A young widow of a drug overdose victim disappears from Goa. Three years later, a British National claims to know her whereabouts minutes before departing for London Heathrow. The Police of two states is pressed into a joint manhunt. 'They Go to Sleep' is a racy thriller on police procedure and criminal psychology.

In the year 2043, when nobody sends a letter anymore, an unlikely candidate decides to write about his springtime memories that are soon going to be erased. When his identity gets revealed, the impact on several individuals and the society at large assumes epic proportions. 'A Man of Letters' is a science fiction with humane emotions at its core.

A promising poet meets his muse on board a train. They share a captivating conversation but forget to ask each other's name. Will they be able to meet again in an Indian metro? 'What's In a Name?' is a humorous look at everything Bengali: gossip, fish, cutlets and the Kolkata Book Fair.

These three stories are joined by nine equally exhilarating tales of ordinary people and the choices that they make under extraordinary circumstances. The compilation will surely compel the readers to keep their midnight lamps burning.

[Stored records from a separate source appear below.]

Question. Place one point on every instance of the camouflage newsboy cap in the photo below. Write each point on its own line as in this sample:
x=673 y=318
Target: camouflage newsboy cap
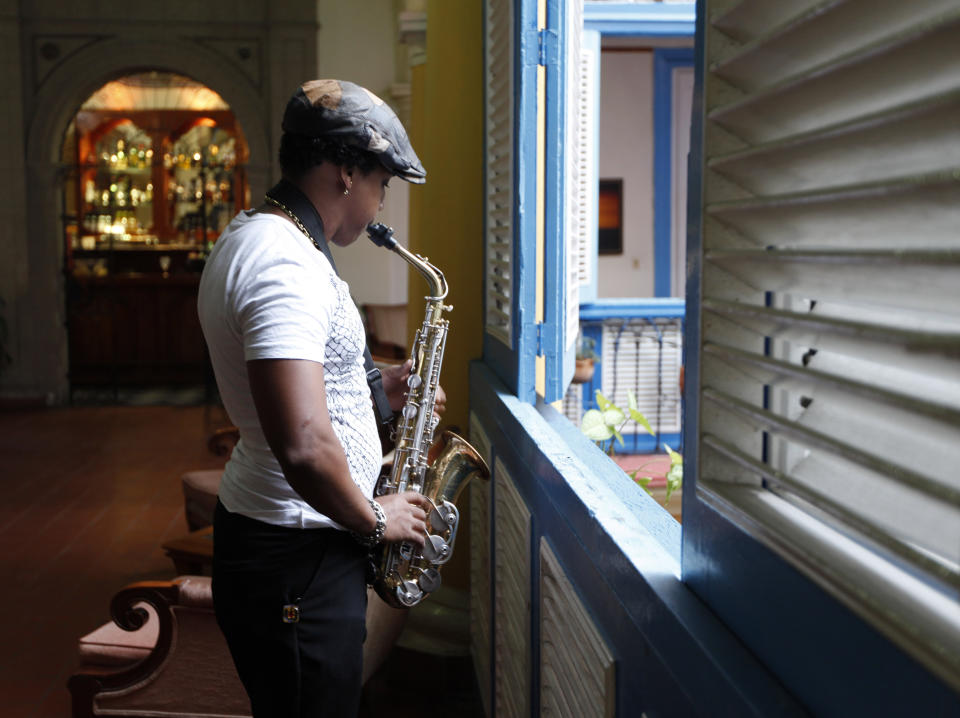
x=343 y=110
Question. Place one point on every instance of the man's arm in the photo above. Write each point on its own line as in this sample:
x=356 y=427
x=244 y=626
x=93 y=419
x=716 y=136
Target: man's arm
x=290 y=397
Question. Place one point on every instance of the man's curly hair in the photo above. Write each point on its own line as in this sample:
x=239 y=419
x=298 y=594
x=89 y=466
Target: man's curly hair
x=299 y=153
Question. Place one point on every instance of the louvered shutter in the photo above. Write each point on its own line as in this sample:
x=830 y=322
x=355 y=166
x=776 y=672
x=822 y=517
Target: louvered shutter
x=830 y=300
x=499 y=284
x=587 y=187
x=643 y=357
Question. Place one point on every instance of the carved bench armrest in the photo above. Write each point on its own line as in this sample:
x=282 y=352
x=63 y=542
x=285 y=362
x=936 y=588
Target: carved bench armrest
x=193 y=591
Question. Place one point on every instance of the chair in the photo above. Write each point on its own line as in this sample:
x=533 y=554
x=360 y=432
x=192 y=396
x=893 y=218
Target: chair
x=162 y=655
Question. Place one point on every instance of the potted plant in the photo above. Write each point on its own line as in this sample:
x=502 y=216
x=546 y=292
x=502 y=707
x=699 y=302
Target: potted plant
x=585 y=359
x=604 y=425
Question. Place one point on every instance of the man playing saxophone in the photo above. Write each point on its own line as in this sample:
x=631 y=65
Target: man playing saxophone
x=296 y=517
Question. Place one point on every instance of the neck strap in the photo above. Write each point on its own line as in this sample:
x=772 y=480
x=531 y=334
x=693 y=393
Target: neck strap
x=287 y=197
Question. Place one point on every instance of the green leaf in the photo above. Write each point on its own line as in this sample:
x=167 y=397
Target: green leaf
x=675 y=458
x=594 y=427
x=674 y=479
x=603 y=402
x=613 y=417
x=641 y=419
x=619 y=436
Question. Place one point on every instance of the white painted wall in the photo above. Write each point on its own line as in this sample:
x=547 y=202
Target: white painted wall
x=358 y=41
x=626 y=152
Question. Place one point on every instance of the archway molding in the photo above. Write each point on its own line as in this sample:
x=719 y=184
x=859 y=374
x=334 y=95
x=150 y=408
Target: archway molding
x=63 y=91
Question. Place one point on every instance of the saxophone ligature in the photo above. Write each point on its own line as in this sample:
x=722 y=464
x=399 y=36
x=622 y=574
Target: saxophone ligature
x=403 y=574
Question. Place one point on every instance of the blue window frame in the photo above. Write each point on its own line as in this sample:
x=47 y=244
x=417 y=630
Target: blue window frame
x=665 y=61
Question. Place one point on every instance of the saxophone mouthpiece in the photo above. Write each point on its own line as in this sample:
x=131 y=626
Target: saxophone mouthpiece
x=381 y=235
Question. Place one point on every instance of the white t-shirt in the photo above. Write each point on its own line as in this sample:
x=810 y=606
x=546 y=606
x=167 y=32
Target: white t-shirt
x=268 y=293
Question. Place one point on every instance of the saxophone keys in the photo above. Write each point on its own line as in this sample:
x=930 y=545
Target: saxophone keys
x=429 y=580
x=408 y=593
x=442 y=518
x=436 y=550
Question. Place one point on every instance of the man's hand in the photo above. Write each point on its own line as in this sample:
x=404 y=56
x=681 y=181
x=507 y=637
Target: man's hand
x=406 y=515
x=395 y=386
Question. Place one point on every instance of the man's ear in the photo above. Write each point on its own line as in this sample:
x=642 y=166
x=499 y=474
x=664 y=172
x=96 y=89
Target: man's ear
x=346 y=177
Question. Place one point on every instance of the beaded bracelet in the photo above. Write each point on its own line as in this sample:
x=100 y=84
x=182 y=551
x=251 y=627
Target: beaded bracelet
x=375 y=536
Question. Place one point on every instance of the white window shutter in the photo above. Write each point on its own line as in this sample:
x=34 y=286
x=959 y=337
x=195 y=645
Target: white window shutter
x=587 y=187
x=830 y=300
x=499 y=268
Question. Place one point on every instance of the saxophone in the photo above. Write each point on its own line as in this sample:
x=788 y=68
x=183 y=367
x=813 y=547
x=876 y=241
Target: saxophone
x=403 y=574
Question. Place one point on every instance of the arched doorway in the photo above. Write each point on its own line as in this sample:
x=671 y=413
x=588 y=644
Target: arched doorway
x=154 y=169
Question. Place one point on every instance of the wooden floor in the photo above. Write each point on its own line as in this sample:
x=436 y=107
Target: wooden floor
x=88 y=496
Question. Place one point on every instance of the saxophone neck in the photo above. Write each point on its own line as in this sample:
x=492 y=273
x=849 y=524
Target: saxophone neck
x=382 y=236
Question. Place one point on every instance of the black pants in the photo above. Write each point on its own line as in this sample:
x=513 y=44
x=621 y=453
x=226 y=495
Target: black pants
x=303 y=669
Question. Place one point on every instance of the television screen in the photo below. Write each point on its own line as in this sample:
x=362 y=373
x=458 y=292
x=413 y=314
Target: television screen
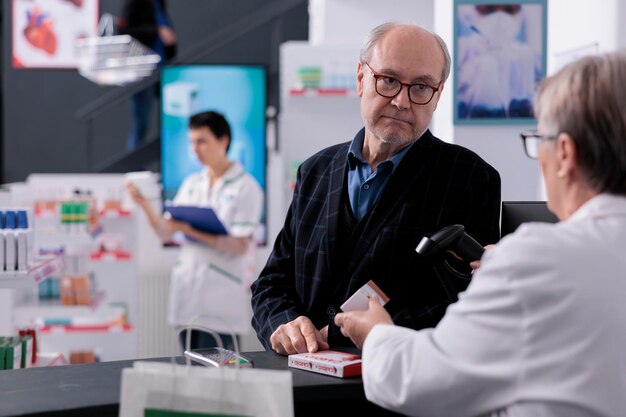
x=236 y=91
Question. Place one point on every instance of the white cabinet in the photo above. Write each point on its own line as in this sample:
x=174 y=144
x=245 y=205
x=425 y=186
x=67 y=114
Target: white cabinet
x=315 y=115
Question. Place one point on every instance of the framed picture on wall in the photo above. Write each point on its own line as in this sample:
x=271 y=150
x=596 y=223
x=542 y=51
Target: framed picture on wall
x=44 y=32
x=499 y=60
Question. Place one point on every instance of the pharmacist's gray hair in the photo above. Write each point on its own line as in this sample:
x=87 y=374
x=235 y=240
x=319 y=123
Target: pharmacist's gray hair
x=379 y=31
x=586 y=100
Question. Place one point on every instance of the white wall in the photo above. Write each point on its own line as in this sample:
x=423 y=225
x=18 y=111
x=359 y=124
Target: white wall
x=571 y=24
x=349 y=21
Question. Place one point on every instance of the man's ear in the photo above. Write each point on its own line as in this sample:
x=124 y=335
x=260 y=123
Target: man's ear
x=438 y=94
x=567 y=157
x=359 y=79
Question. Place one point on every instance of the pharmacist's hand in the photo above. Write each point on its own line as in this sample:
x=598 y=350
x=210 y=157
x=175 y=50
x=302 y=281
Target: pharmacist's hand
x=176 y=226
x=476 y=264
x=135 y=194
x=298 y=336
x=357 y=324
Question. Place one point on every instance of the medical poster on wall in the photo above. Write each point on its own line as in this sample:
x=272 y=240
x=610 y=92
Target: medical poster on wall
x=44 y=31
x=500 y=59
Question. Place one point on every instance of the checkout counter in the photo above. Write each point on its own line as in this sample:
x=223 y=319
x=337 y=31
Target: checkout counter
x=94 y=390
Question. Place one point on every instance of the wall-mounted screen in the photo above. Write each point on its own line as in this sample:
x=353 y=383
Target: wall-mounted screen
x=236 y=91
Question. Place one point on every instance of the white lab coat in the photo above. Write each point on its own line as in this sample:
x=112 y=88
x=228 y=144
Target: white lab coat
x=540 y=331
x=209 y=287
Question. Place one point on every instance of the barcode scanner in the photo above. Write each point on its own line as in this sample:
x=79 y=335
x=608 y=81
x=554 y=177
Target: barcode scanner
x=451 y=239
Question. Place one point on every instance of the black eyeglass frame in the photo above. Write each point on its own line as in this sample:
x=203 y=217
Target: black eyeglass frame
x=408 y=86
x=534 y=134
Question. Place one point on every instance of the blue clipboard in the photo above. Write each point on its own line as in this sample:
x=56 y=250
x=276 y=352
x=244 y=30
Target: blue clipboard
x=200 y=218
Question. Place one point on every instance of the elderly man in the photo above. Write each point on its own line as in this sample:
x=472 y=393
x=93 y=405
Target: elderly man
x=540 y=330
x=360 y=208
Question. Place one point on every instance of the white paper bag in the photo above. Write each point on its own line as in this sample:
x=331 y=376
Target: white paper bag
x=162 y=389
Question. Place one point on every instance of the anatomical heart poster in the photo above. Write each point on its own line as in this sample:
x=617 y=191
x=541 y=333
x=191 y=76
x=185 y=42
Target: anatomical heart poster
x=44 y=31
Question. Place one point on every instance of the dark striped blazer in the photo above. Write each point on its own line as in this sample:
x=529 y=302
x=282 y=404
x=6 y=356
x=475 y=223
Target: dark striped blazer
x=435 y=185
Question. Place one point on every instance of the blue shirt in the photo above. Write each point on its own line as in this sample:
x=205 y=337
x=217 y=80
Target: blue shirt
x=365 y=186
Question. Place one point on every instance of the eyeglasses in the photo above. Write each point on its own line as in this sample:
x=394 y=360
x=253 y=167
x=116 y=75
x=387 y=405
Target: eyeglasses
x=389 y=87
x=532 y=139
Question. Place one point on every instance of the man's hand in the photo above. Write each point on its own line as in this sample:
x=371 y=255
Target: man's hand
x=167 y=35
x=298 y=336
x=357 y=324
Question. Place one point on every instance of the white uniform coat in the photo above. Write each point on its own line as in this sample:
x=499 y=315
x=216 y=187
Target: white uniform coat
x=540 y=331
x=208 y=282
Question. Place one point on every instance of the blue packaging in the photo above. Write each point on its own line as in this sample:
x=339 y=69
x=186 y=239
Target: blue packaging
x=9 y=219
x=22 y=219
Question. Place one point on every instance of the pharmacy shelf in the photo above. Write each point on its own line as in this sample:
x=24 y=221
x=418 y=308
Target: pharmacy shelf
x=87 y=328
x=111 y=256
x=50 y=359
x=322 y=92
x=41 y=269
x=24 y=315
x=115 y=213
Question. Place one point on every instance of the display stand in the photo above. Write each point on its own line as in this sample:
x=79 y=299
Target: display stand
x=96 y=247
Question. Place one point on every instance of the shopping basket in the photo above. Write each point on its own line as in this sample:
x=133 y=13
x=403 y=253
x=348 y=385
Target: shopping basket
x=114 y=59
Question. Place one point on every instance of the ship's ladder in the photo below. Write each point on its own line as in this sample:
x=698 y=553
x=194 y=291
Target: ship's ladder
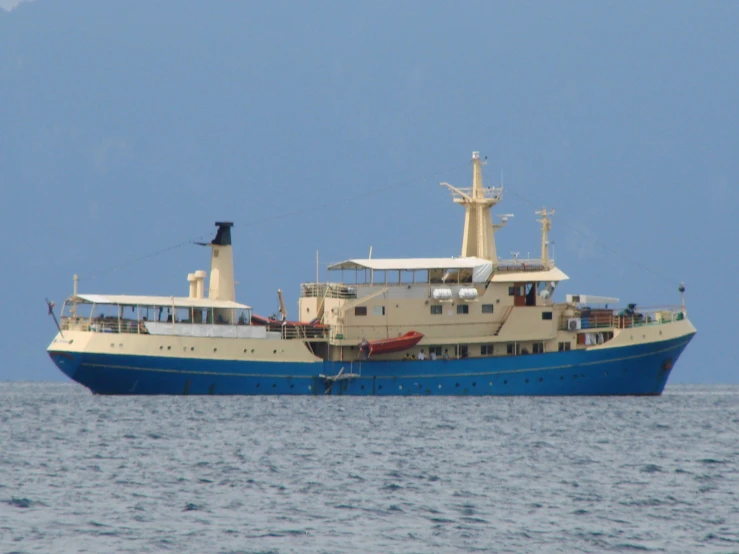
x=342 y=375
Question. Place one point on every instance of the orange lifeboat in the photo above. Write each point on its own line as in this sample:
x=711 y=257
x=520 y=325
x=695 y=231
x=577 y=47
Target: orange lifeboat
x=385 y=346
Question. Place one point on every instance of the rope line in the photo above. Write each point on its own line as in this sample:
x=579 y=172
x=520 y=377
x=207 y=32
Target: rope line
x=285 y=215
x=589 y=235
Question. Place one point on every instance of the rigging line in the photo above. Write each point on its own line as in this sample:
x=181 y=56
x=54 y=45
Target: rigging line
x=365 y=194
x=147 y=256
x=591 y=236
x=271 y=218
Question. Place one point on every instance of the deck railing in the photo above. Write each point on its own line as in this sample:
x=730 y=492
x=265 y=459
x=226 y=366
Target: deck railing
x=103 y=325
x=327 y=290
x=650 y=316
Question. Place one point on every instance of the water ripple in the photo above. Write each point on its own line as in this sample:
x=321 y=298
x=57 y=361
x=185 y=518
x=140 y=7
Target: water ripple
x=278 y=475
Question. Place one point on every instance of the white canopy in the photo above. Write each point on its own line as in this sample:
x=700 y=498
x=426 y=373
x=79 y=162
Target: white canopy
x=553 y=274
x=481 y=269
x=178 y=301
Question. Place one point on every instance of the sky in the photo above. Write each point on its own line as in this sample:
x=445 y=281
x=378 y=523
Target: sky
x=129 y=128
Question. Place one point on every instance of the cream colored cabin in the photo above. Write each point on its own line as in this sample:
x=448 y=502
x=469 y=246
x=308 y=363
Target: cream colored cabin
x=472 y=306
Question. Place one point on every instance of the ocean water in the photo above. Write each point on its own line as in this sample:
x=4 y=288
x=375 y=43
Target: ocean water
x=83 y=473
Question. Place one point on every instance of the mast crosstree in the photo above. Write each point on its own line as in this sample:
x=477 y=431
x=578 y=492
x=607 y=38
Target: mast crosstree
x=478 y=239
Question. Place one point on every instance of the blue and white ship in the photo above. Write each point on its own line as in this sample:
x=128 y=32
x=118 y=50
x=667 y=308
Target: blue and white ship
x=469 y=325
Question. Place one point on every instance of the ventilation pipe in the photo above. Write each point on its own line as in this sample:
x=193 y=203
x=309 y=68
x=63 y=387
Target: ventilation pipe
x=193 y=281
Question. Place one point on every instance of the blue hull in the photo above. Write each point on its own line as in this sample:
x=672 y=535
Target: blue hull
x=629 y=370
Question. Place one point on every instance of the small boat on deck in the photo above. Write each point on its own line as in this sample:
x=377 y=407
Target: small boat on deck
x=397 y=344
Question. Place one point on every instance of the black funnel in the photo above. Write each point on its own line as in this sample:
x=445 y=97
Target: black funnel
x=223 y=236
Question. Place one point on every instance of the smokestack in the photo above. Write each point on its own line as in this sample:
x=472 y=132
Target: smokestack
x=221 y=286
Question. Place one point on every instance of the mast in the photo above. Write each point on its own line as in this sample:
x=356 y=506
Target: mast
x=478 y=238
x=546 y=225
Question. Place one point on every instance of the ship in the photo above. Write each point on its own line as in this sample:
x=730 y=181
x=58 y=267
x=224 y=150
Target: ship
x=453 y=326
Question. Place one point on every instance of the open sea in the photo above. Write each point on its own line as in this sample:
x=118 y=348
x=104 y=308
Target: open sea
x=83 y=473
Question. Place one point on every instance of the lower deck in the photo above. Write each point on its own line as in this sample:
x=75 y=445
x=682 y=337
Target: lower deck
x=637 y=369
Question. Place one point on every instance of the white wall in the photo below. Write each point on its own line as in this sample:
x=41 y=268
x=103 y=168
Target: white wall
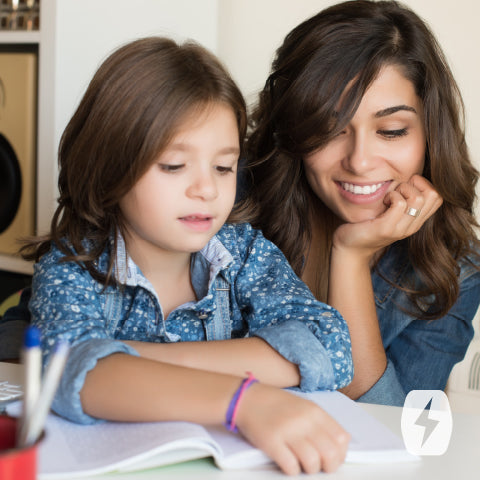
x=251 y=30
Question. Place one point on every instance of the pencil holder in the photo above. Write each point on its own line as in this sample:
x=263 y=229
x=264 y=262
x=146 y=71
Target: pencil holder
x=15 y=463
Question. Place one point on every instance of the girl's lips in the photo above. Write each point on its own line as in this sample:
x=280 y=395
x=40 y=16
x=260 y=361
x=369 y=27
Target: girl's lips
x=363 y=193
x=197 y=222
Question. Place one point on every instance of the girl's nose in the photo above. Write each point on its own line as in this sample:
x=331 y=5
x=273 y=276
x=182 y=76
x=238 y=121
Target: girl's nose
x=203 y=185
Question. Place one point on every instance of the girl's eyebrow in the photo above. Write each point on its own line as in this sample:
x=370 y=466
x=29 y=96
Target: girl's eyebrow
x=391 y=110
x=185 y=147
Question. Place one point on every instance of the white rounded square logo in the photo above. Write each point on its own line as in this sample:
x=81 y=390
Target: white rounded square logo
x=426 y=422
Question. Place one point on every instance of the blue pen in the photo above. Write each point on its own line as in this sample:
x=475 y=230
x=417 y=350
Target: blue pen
x=52 y=377
x=31 y=356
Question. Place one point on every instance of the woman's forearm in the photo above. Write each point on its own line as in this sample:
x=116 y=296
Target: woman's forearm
x=351 y=293
x=232 y=357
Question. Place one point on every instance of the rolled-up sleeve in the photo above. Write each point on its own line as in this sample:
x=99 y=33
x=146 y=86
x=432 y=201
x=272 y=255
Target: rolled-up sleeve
x=387 y=390
x=280 y=309
x=291 y=339
x=81 y=359
x=65 y=306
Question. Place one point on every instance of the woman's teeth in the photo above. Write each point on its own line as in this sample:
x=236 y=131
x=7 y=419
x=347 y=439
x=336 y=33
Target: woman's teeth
x=359 y=189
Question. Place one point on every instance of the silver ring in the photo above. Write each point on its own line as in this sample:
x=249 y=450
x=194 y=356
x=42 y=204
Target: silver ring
x=413 y=212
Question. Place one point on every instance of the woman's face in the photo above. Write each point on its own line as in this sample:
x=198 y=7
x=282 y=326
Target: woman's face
x=381 y=147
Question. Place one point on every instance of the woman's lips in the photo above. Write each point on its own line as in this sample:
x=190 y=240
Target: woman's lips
x=363 y=193
x=197 y=222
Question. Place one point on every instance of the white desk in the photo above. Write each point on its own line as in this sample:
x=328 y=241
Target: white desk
x=460 y=462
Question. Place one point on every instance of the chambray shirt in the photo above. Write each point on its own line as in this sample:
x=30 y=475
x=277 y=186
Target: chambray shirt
x=420 y=353
x=265 y=299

They Go To Sleep is a collection of twelve short stories which are unrelated, each with a different genre and backdrop. They go to sleep is the name of the book as well as the first story, which is kind of a starter on how the stories ahead are going to be. While all of them are fictitious, some of them draw heavy inspiration from real life stories, with the author presenting his own take of the real incidents. The genres vary from thriller to futuristic science to suspense and romance. However, all the stories have a dark theme and a certain mystery which will keep the reader guessing on how each story is going to end.
The narration style as well as the characters in each of these stories are very engaging, irrespective of the theme and genre, which portray the brilliance of the author. As with most short stories, the author tries to shock the reader with unexpected endings. Also, most stories go back and forth in time giving the audience the required intrigue into the respective story’s timeline. These features stories hence cater to varying audience taste due to the wide variety of genres they are based on.
Most stories also show potential to be a complete novel on their own and the author should have explored them further instead of abruptly bringing them to an end. The book is definitely not a light read as the stories are meant to entertain the intelligent audience who look for stories with strong concepts. Some of them also come with a string message that makes the reader brood about even
after they have long ended. Special mention to the book cover which amps up the suspense quotient. As with any short story collection, the author needs to be extra careful in holding the audience’s attention in those few pages and Saugata has completely succeeded in that aspect. A must read for lovers of short stories and those who long for books that will make them think, this book is an excellent pick for a lazy monsoon afternoon.

RATING: I would like to give it 5/5 stars and would highly recommend it to everyone!